Definition of Pathological

A strict definition of the term suggests that something considered pathological is extreme. In fact, the Merriam-Webster online dictionary defines pathological as “extreme in a way that is not normal or that shows an illness or mental problem.” The term can also be defined in relation to an underlying cause or disease.

We often extend the understanding of pathology to include an involuntary component. For example, someone considered to be a pathological liar is said to not be able to help themself. There is some sort of underlying disorder that causes them to lie.

With this understanding, a pathological approach to counseling would be one that sees the patient’s problems as the result of some serious, underlying issue. A non-pathological approach sees things differently.

Software Rather Than Hardware

The GoodTherapy website explains the difference between the two approaches as being similar to the difference between software and hardware. They consider the non-pathological approach to therapy as correcting software problems. They see the pathological approach as addressing hardware problems.

This explains why therapists who follow a pathological approach are quick to label patients according to their disorders. They see their patients’ problems as organic. They are hardware problems. And if the hardware can be replaced or repaired, the problem is solved.

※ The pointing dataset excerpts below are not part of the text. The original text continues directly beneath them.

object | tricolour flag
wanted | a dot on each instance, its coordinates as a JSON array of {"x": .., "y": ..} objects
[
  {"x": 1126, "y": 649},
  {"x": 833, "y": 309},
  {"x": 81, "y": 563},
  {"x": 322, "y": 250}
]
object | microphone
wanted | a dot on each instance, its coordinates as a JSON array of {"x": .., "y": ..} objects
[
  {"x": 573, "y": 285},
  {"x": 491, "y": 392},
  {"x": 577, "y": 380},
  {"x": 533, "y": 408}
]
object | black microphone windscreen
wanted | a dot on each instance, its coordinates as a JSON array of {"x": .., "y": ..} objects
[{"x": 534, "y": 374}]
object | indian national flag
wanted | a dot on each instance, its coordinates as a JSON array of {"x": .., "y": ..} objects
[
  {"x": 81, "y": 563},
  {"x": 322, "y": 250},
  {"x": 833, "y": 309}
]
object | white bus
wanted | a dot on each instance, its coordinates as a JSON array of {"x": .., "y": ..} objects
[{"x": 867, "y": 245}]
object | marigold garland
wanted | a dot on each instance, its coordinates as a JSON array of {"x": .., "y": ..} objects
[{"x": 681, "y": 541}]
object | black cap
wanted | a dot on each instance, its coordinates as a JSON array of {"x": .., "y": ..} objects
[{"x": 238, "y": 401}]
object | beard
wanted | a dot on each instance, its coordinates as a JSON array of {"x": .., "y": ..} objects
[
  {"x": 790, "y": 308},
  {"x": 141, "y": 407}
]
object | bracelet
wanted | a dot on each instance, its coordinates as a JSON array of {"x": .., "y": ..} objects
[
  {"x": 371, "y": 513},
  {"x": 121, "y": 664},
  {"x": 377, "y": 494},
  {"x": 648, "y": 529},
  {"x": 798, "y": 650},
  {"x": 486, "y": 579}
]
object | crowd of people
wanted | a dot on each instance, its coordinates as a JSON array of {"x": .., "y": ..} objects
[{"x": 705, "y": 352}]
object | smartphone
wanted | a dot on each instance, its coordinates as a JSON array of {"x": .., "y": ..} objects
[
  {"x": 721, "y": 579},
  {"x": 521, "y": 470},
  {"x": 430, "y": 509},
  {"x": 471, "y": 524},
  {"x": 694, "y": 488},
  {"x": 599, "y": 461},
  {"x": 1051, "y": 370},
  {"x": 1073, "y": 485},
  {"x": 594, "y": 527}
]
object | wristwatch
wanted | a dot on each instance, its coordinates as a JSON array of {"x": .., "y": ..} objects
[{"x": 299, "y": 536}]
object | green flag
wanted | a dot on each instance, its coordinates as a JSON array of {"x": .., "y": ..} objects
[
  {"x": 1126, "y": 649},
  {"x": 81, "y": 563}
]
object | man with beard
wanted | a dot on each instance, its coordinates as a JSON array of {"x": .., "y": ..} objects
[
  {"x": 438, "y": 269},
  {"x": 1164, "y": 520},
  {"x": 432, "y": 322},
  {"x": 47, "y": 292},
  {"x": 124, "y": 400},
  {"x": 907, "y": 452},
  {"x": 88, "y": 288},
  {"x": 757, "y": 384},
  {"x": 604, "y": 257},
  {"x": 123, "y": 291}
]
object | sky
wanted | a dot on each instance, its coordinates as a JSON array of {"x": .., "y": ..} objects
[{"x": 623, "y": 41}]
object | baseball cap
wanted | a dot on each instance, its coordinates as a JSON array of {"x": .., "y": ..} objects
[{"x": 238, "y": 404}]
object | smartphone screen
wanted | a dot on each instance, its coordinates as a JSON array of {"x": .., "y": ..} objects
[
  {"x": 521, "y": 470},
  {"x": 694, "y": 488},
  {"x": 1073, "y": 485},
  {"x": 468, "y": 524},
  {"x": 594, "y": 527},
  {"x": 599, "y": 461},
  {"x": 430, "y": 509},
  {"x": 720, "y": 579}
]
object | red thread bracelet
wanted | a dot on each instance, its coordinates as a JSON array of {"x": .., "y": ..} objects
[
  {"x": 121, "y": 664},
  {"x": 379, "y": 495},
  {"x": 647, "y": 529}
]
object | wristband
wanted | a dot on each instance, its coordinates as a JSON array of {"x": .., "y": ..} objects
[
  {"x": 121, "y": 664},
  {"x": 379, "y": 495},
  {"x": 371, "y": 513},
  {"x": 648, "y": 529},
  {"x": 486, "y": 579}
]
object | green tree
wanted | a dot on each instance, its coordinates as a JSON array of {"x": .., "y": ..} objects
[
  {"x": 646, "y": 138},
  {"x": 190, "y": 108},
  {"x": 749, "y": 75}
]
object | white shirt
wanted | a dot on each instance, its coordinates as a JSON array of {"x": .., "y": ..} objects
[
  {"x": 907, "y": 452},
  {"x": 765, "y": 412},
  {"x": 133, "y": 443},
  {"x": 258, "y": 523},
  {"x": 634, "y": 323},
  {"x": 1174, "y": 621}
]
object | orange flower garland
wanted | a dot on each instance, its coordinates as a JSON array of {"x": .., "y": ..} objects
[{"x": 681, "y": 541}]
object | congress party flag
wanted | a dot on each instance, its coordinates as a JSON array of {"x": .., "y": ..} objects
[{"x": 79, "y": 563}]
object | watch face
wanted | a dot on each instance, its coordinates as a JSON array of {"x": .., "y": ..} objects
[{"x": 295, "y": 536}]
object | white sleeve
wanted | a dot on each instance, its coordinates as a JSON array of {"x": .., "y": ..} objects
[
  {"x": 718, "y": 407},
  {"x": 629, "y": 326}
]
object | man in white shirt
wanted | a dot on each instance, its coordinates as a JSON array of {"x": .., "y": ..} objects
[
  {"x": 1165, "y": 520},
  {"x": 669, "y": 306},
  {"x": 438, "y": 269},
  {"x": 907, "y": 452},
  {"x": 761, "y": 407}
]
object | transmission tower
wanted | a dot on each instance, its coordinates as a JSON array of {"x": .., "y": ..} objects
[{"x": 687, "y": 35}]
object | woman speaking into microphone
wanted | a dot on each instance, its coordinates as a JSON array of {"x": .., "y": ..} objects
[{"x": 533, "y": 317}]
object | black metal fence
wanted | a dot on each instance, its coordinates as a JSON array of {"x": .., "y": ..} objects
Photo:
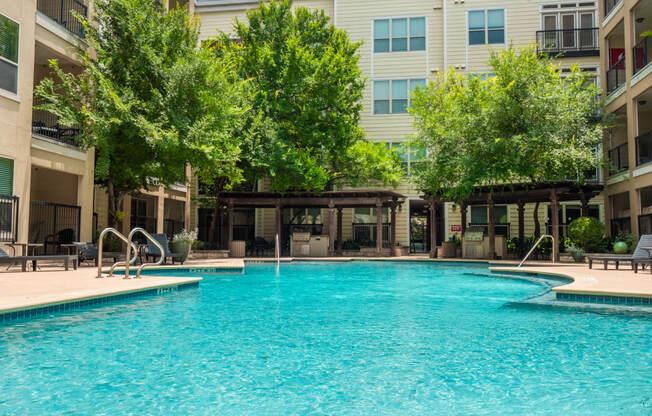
[
  {"x": 618, "y": 158},
  {"x": 644, "y": 148},
  {"x": 47, "y": 124},
  {"x": 616, "y": 75},
  {"x": 53, "y": 224},
  {"x": 366, "y": 232},
  {"x": 641, "y": 54},
  {"x": 569, "y": 42},
  {"x": 8, "y": 218},
  {"x": 61, "y": 11}
]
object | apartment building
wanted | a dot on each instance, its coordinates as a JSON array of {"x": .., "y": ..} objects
[
  {"x": 46, "y": 181},
  {"x": 626, "y": 42},
  {"x": 47, "y": 192},
  {"x": 405, "y": 44}
]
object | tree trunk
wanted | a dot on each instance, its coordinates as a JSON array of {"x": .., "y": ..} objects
[{"x": 537, "y": 226}]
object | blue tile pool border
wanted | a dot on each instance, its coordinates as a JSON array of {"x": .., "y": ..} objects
[
  {"x": 604, "y": 299},
  {"x": 78, "y": 304}
]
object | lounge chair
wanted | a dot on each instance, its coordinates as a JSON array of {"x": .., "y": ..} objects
[
  {"x": 154, "y": 252},
  {"x": 640, "y": 256},
  {"x": 23, "y": 260}
]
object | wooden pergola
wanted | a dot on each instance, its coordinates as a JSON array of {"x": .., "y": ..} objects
[
  {"x": 519, "y": 194},
  {"x": 335, "y": 201}
]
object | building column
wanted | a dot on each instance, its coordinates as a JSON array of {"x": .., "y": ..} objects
[
  {"x": 229, "y": 224},
  {"x": 160, "y": 210},
  {"x": 492, "y": 228},
  {"x": 331, "y": 229},
  {"x": 554, "y": 206},
  {"x": 379, "y": 228},
  {"x": 520, "y": 206},
  {"x": 433, "y": 227},
  {"x": 339, "y": 230}
]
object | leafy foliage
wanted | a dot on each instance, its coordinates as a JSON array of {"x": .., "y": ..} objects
[
  {"x": 525, "y": 124},
  {"x": 304, "y": 87},
  {"x": 149, "y": 99},
  {"x": 587, "y": 233}
]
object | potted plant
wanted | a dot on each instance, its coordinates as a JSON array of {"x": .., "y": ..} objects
[
  {"x": 575, "y": 252},
  {"x": 399, "y": 251},
  {"x": 183, "y": 241}
]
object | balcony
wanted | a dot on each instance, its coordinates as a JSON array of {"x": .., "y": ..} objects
[
  {"x": 569, "y": 42},
  {"x": 644, "y": 148},
  {"x": 62, "y": 12},
  {"x": 47, "y": 125},
  {"x": 642, "y": 54},
  {"x": 616, "y": 75},
  {"x": 618, "y": 159},
  {"x": 609, "y": 5}
]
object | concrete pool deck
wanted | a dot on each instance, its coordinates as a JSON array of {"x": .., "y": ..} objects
[{"x": 53, "y": 286}]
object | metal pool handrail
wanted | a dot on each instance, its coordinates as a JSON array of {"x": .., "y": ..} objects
[
  {"x": 100, "y": 249},
  {"x": 535, "y": 246},
  {"x": 153, "y": 240}
]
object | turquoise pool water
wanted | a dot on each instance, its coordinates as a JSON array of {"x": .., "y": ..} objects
[{"x": 354, "y": 338}]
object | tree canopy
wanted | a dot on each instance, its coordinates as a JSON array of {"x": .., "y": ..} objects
[
  {"x": 523, "y": 122},
  {"x": 149, "y": 99},
  {"x": 304, "y": 88}
]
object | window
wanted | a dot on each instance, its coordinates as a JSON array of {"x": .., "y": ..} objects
[
  {"x": 6, "y": 176},
  {"x": 486, "y": 26},
  {"x": 400, "y": 35},
  {"x": 8, "y": 54},
  {"x": 393, "y": 97}
]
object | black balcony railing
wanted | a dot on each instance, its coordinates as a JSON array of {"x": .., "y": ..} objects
[
  {"x": 616, "y": 75},
  {"x": 644, "y": 148},
  {"x": 618, "y": 159},
  {"x": 366, "y": 232},
  {"x": 8, "y": 218},
  {"x": 621, "y": 225},
  {"x": 47, "y": 124},
  {"x": 569, "y": 42},
  {"x": 609, "y": 5},
  {"x": 63, "y": 12},
  {"x": 642, "y": 54},
  {"x": 53, "y": 224}
]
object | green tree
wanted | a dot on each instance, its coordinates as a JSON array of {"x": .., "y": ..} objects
[
  {"x": 304, "y": 87},
  {"x": 150, "y": 100},
  {"x": 525, "y": 124}
]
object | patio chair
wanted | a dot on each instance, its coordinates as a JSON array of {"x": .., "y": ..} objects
[
  {"x": 23, "y": 260},
  {"x": 154, "y": 252},
  {"x": 640, "y": 255}
]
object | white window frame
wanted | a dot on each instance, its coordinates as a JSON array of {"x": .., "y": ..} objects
[
  {"x": 486, "y": 26},
  {"x": 409, "y": 98},
  {"x": 6, "y": 93},
  {"x": 390, "y": 18}
]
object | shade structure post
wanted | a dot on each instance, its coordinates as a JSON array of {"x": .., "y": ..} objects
[
  {"x": 379, "y": 228},
  {"x": 229, "y": 224},
  {"x": 433, "y": 227},
  {"x": 339, "y": 230},
  {"x": 554, "y": 208},
  {"x": 331, "y": 229},
  {"x": 521, "y": 226},
  {"x": 492, "y": 228}
]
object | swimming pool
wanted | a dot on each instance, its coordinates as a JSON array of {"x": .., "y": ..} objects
[{"x": 330, "y": 338}]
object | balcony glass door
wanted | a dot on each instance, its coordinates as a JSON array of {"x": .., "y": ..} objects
[
  {"x": 568, "y": 33},
  {"x": 587, "y": 39}
]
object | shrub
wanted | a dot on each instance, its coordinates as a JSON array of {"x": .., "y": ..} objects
[{"x": 586, "y": 233}]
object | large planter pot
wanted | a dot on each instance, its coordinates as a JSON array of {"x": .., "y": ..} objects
[
  {"x": 182, "y": 247},
  {"x": 400, "y": 251},
  {"x": 620, "y": 247}
]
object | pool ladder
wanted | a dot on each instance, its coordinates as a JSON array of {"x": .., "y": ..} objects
[
  {"x": 535, "y": 246},
  {"x": 130, "y": 246}
]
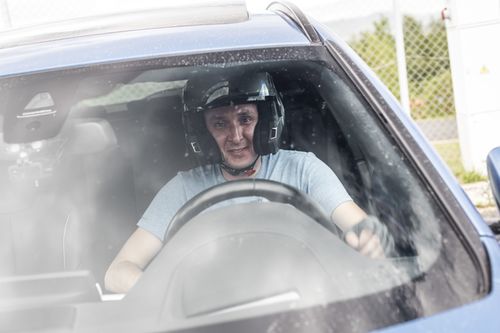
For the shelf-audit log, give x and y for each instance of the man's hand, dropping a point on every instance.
(362, 232)
(370, 237)
(367, 243)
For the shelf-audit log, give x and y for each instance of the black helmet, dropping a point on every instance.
(207, 92)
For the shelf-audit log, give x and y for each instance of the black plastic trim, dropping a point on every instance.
(296, 15)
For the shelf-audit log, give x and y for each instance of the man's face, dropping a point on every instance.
(232, 128)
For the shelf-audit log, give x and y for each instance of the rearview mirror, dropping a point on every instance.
(493, 165)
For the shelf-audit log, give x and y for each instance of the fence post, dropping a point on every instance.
(5, 22)
(397, 23)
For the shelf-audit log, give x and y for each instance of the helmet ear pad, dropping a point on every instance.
(267, 133)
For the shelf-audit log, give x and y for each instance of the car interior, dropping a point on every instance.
(83, 156)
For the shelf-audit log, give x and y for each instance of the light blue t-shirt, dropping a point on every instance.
(301, 170)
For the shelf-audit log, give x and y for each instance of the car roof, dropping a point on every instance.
(133, 41)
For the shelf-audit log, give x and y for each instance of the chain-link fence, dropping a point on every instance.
(371, 27)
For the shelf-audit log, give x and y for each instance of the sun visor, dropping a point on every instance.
(90, 136)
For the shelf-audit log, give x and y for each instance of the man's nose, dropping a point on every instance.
(235, 133)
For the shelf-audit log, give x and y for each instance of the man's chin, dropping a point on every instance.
(240, 163)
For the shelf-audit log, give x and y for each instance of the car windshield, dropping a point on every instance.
(84, 152)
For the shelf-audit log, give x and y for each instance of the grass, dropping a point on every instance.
(450, 152)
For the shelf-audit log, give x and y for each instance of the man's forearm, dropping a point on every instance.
(122, 276)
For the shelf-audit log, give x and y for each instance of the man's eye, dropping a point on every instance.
(246, 120)
(219, 124)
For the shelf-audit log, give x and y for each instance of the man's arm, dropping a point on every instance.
(128, 265)
(346, 216)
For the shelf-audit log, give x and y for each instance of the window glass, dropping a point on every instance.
(75, 181)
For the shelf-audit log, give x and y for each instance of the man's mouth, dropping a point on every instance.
(237, 150)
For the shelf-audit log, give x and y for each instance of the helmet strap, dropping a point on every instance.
(247, 171)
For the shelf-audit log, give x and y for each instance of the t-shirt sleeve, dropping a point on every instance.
(324, 186)
(164, 206)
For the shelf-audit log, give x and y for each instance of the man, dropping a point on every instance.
(234, 123)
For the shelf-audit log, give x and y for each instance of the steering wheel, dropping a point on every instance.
(271, 190)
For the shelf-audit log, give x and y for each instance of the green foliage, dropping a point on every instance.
(428, 67)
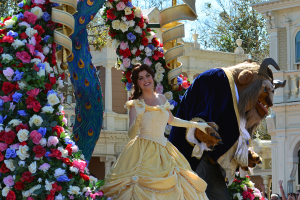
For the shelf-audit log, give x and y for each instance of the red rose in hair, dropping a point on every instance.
(39, 151)
(26, 177)
(85, 177)
(144, 41)
(7, 87)
(3, 168)
(23, 36)
(11, 195)
(19, 186)
(8, 39)
(9, 137)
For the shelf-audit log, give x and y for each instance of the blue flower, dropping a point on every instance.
(51, 92)
(68, 141)
(12, 33)
(63, 178)
(129, 4)
(46, 16)
(128, 86)
(10, 153)
(19, 75)
(150, 46)
(179, 80)
(131, 37)
(16, 97)
(45, 39)
(2, 119)
(42, 131)
(172, 102)
(22, 113)
(21, 4)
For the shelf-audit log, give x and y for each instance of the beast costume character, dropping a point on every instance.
(236, 99)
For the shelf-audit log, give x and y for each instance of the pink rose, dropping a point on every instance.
(36, 137)
(31, 48)
(159, 88)
(33, 92)
(121, 6)
(126, 62)
(124, 45)
(8, 73)
(3, 146)
(30, 17)
(52, 140)
(8, 181)
(24, 56)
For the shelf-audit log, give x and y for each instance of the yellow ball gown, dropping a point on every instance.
(150, 167)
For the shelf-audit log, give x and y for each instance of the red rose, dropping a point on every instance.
(22, 126)
(39, 151)
(85, 177)
(26, 177)
(35, 105)
(130, 17)
(110, 14)
(23, 36)
(138, 52)
(9, 137)
(3, 168)
(11, 195)
(144, 41)
(58, 130)
(55, 153)
(19, 186)
(7, 87)
(8, 39)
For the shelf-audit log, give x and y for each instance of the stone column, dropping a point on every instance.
(108, 89)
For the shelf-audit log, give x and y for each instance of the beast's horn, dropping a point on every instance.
(279, 83)
(265, 71)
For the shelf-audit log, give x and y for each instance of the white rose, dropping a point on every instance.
(5, 191)
(17, 43)
(138, 12)
(36, 120)
(14, 122)
(59, 172)
(158, 77)
(46, 50)
(23, 152)
(30, 32)
(6, 57)
(9, 23)
(22, 85)
(74, 190)
(124, 27)
(37, 11)
(127, 10)
(52, 99)
(32, 167)
(116, 24)
(169, 95)
(10, 164)
(23, 135)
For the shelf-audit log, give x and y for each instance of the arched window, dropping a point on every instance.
(297, 43)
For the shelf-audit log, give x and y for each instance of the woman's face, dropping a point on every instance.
(145, 80)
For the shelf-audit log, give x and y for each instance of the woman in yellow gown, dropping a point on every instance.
(150, 167)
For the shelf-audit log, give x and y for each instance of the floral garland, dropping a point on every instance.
(38, 159)
(135, 43)
(243, 188)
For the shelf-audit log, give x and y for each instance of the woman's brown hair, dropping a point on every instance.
(135, 76)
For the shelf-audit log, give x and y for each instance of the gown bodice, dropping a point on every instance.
(154, 121)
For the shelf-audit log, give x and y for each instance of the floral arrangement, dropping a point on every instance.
(135, 43)
(38, 159)
(243, 188)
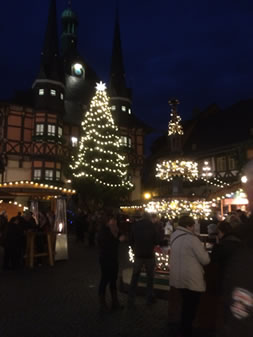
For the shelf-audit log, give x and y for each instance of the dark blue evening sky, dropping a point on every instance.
(198, 51)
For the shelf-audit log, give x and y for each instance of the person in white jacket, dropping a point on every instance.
(187, 258)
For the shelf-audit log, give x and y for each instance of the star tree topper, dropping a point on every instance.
(100, 86)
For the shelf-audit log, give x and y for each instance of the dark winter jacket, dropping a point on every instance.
(224, 250)
(238, 299)
(144, 238)
(108, 245)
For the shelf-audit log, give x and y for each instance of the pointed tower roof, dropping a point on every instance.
(117, 84)
(50, 67)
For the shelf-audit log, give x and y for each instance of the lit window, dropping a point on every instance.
(37, 174)
(125, 141)
(39, 129)
(74, 141)
(129, 142)
(59, 131)
(221, 164)
(58, 175)
(51, 130)
(231, 163)
(78, 70)
(49, 174)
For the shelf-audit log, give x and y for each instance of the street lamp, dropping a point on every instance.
(147, 195)
(206, 170)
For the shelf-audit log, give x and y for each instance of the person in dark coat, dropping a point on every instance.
(238, 278)
(13, 246)
(143, 239)
(108, 244)
(226, 246)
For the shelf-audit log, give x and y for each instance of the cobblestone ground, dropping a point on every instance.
(61, 301)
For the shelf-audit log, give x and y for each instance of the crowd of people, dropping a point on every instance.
(224, 270)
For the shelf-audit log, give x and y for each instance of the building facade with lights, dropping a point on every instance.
(219, 142)
(40, 129)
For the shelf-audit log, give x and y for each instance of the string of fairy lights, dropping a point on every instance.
(170, 169)
(99, 157)
(172, 209)
(174, 126)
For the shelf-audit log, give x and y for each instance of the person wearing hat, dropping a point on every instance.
(187, 258)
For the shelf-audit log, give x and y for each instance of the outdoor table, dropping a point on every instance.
(31, 251)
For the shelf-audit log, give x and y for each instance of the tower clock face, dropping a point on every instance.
(78, 70)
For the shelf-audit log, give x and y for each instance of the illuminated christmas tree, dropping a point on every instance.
(99, 162)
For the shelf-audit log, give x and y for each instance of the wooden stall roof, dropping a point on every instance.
(31, 188)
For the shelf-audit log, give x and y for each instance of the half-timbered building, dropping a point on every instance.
(39, 130)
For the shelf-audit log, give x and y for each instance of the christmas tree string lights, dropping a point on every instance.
(175, 126)
(99, 157)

But what if a person’s problems are not organic? What if there is no underlying physical cause? Then you are dealing with a software issue. This is where the non-pathological approach to therapy becomes critical. The therapist’s job is to figure out the glitch in the software so that it can be addressed.

More Than Your Problems

If none of this makes sense to you, Rye, New York’s Relationships & More offers a simpler explanation. A non-pathological therapeutic approach dictates that you are more than just your problems. You are greater than the problems you are experiencing. A pathological approach suggests the opposite: that your problems are greater than you are.

It is a significant difference that ultimately determines a therapist’s course of action. A non-pathological mindset suggests that any problems can be overcome if therapist and patient work together to solve them. The other approach always leaves the door open to never getting full resolution. If you are not greater than your problems, you may never be able to overcome them.

It has been suggested that the non-pathological approach is inherent to all ethical therapy and counseling. Does this mean that the pathological approach is unethical? That depends on who you ask. One of the difficulties with psychotherapy is that there are not as many black-and-white areas as compared to gray areas. Choosing one approach over the other is definitely a gray area.

Just know that when a therapist adopts the non-pathological approach to counseling, they are recognizing that their patients are more than their problems. They are going into therapy with the understanding that they can help patients overcome. It is hard to argue against such an approach.